The Acceldata Engineering team sought a way to identify Kafka Producer-Topic-Consumer relationship metrics, which resulted in us building our own Kafka utility, named Kapxy.
The following provides insight into our journey, and it explains how we identified the need for the utility, and how we developed it. We’ll also demonstrate how it’s being used in Acceldata Pulse, our compute performance monitoring solution that helps data teams optimize data processing reliability, scale, and cost.
First, let’s establish some definitions to help you understand the context for how, and where, Kapxy is used.
We’ll start with a general definition of Kafka, which is a fast, scalable, distributed and fault-tolerant publish-subscribe messaging system. It’s used as a real-time event streaming platform to collect big data and to do real-time and batch analysis.

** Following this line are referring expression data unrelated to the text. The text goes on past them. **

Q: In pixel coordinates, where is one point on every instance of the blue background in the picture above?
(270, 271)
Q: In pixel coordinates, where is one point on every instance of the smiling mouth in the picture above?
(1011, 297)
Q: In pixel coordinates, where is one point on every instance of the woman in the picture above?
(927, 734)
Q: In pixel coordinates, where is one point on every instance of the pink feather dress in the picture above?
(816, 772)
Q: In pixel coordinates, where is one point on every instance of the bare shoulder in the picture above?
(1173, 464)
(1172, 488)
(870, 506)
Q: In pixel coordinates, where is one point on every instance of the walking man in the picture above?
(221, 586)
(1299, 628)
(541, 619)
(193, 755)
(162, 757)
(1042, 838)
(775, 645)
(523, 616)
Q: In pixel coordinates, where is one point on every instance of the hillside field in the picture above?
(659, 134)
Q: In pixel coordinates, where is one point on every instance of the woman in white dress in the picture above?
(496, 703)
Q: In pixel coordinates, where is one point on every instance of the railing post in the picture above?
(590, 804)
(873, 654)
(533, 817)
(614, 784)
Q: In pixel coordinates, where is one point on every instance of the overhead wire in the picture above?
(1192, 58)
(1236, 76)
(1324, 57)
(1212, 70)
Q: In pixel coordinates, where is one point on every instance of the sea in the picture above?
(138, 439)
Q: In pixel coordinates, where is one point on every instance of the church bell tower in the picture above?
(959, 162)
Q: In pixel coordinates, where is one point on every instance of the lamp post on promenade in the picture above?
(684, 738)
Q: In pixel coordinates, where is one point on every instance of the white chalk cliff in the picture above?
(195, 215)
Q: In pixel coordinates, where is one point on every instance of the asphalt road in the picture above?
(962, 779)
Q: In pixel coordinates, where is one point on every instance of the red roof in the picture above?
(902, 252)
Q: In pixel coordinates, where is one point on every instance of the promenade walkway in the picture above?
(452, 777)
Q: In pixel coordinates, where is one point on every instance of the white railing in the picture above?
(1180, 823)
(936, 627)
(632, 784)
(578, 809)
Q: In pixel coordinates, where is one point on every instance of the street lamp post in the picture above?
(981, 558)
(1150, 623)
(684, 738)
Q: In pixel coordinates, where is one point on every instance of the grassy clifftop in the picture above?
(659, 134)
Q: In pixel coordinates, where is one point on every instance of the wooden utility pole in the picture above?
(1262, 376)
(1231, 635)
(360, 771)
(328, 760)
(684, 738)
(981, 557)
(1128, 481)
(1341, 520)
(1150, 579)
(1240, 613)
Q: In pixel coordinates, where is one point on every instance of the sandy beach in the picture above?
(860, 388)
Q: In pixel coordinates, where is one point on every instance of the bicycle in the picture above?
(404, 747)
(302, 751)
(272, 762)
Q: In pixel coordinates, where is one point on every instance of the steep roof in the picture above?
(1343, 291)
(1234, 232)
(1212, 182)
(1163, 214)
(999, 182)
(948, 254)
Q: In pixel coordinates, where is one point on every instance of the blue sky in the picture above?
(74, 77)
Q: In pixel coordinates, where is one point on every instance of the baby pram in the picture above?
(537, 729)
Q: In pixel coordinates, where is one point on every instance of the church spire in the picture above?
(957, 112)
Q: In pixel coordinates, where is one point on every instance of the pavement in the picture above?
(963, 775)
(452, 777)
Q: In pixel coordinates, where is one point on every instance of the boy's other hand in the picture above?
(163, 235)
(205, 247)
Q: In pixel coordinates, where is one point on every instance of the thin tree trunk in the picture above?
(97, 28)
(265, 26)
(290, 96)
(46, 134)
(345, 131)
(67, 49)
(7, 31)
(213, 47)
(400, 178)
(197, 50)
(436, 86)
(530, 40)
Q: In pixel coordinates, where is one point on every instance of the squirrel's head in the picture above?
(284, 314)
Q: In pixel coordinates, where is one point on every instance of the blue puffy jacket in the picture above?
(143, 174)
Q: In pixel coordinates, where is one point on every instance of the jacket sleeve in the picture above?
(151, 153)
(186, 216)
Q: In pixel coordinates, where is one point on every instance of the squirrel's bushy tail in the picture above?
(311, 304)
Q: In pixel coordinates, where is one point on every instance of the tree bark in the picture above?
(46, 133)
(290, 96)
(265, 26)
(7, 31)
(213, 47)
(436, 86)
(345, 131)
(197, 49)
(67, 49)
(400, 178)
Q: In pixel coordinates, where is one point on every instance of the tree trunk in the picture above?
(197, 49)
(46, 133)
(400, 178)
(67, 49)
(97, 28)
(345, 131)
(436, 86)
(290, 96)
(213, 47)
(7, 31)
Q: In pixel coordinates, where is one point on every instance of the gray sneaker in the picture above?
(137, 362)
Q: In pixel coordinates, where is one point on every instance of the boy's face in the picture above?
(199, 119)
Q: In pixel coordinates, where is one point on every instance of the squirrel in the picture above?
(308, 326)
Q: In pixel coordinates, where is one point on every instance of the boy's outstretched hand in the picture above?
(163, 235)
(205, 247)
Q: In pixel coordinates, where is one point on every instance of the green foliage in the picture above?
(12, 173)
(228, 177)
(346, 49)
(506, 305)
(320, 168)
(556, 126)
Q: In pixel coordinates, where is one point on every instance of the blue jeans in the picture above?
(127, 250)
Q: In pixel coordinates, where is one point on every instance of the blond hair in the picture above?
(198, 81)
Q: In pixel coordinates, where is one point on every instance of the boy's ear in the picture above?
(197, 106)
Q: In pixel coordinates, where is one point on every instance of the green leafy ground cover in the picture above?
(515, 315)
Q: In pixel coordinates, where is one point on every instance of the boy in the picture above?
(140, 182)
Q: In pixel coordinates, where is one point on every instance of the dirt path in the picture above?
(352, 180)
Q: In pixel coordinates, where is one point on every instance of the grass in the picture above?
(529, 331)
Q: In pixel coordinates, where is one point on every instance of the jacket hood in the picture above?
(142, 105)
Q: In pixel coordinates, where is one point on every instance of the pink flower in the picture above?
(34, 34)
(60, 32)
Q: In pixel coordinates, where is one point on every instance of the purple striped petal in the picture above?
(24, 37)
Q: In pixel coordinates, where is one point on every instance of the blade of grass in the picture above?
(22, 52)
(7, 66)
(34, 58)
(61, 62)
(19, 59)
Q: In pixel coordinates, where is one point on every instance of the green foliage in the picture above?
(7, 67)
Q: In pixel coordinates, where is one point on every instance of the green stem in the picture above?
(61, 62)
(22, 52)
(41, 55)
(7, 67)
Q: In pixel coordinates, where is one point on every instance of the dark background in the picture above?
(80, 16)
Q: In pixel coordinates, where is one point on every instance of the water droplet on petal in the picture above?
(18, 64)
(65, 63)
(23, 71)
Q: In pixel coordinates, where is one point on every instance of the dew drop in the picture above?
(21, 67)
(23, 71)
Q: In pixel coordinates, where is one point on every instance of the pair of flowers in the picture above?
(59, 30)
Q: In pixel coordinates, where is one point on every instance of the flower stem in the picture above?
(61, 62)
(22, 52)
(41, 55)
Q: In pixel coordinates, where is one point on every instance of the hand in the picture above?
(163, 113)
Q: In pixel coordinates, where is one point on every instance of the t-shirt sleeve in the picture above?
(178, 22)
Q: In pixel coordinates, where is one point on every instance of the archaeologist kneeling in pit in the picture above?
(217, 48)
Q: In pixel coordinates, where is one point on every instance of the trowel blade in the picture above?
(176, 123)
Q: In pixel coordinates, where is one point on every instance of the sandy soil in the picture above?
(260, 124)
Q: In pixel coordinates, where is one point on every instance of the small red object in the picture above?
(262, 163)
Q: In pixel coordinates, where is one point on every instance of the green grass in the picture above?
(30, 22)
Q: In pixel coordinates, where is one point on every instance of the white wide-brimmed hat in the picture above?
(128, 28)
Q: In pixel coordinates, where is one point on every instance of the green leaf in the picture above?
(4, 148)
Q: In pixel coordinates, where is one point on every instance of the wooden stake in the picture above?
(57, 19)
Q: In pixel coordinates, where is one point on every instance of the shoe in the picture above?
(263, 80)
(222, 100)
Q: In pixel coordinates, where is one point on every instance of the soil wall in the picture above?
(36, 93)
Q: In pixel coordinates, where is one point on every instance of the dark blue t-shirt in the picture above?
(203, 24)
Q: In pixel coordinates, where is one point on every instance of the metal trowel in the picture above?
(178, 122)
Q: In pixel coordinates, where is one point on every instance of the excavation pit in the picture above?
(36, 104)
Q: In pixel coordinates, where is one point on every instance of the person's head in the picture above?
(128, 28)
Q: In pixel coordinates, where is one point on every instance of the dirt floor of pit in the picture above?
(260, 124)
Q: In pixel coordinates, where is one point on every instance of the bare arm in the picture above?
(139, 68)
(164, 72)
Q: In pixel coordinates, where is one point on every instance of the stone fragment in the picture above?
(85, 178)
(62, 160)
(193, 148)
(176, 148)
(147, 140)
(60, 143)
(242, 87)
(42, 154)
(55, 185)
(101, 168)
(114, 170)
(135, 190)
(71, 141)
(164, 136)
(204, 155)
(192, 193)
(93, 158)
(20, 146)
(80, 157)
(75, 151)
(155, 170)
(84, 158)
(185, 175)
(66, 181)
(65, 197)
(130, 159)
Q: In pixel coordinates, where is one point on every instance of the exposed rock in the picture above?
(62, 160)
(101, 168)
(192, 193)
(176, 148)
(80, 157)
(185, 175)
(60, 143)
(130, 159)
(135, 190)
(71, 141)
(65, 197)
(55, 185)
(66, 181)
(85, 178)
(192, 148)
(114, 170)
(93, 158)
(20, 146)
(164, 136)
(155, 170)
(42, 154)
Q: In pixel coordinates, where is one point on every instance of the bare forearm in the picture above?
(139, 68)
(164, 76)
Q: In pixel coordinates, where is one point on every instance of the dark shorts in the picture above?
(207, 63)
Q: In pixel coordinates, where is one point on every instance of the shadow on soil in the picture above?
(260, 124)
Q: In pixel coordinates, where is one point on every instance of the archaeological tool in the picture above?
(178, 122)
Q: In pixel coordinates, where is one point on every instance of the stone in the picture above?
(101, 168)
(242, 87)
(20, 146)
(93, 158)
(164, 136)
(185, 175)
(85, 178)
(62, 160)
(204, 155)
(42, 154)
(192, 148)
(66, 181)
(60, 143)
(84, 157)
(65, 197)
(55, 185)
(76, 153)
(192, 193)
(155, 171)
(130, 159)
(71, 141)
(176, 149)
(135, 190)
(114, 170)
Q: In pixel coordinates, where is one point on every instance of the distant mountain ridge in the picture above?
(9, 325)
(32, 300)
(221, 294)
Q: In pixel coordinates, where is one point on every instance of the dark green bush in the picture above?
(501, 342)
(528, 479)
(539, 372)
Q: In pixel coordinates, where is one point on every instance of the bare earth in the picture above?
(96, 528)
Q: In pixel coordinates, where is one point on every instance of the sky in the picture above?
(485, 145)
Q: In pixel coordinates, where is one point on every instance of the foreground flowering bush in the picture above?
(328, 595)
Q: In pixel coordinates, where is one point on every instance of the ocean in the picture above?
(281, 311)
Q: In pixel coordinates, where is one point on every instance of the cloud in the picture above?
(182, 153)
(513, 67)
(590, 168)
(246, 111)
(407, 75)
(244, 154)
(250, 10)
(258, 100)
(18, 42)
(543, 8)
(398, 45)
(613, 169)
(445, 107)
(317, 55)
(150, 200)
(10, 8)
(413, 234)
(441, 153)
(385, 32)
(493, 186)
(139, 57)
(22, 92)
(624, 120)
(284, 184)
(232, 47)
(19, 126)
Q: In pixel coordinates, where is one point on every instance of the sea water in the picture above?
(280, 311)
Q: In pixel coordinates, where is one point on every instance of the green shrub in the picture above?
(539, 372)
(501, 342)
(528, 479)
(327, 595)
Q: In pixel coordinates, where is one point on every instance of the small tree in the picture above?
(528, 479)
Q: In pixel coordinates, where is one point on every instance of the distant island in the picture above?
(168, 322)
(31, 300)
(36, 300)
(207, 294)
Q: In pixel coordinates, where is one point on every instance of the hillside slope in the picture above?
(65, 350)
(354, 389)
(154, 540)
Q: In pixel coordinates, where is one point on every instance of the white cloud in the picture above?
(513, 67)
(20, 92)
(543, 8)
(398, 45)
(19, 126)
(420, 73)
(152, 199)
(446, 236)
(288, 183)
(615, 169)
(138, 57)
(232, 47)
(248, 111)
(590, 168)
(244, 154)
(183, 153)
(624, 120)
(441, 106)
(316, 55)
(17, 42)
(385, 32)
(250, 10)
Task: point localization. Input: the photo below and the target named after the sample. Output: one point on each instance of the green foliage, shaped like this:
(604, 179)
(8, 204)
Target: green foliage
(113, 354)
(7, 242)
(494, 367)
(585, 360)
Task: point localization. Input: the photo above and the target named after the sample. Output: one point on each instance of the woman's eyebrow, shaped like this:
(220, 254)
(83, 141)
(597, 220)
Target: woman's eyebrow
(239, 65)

Kafka has three basic components named Producer, Consumer and Broker. These three components work together to achieve the publish-subscribe messaging system. Let’s look more closely at these, and other Kafka components:
Producer
A Kafka producer is the Kafka component that’s responsible for producing messages or events. The Producer connects to the Kafka Broker and pushes a message to a particular Broker Topic.
Topic
A Kafka Topic is a logical grouping of messages. All relevant messages or events will be Produced to a single Topic in a Kafka Broker.
Broker
A Kafka Broker is a Kafka Server that listens on a particular port and consumes the messages/events from the Producer and keeps it in-memory for the consumers to consume them from the respective Topics.
Consumer
A Kafka consumer is the component that connects a Kafka broker and consumes the messages/events from the respective Topic.
Kafka observability
When it comes to observing and monitoring Kafka, we expect the JMX port to be exposed and the following are the generic metrics that we collect:
- Kafka Broker metrics:
- JVM metrics
- Number of messages in/out
- Message bytes in/out
- Network handler idle time
- Request handler idle time.
- Partition metrics:
- Topics
- Under-Replicated partitions
- Consumer lag
- Fetcher lag
- Host specific metrics:
- Memory and Swap space utilisation
- CPU idle time
- Host Network in/out
- Monitoring of producers and consumers
Customer feedback
The metrics outlined above are displayed in the Acceldata Pulse dashboard. However, after talking to a number of our customers, we discovered that the information they most want was missing from these charts. They wanted to plot the relationship between each of the three Kafka components (Producer, Topic, Consumer) in a chart, and we initiated a project to supply that
Hitting a dead end
We managed to get the Topic-Consumer relationship metrics from the exposed JMX port, which tells us which consumers are consuming from which Topics.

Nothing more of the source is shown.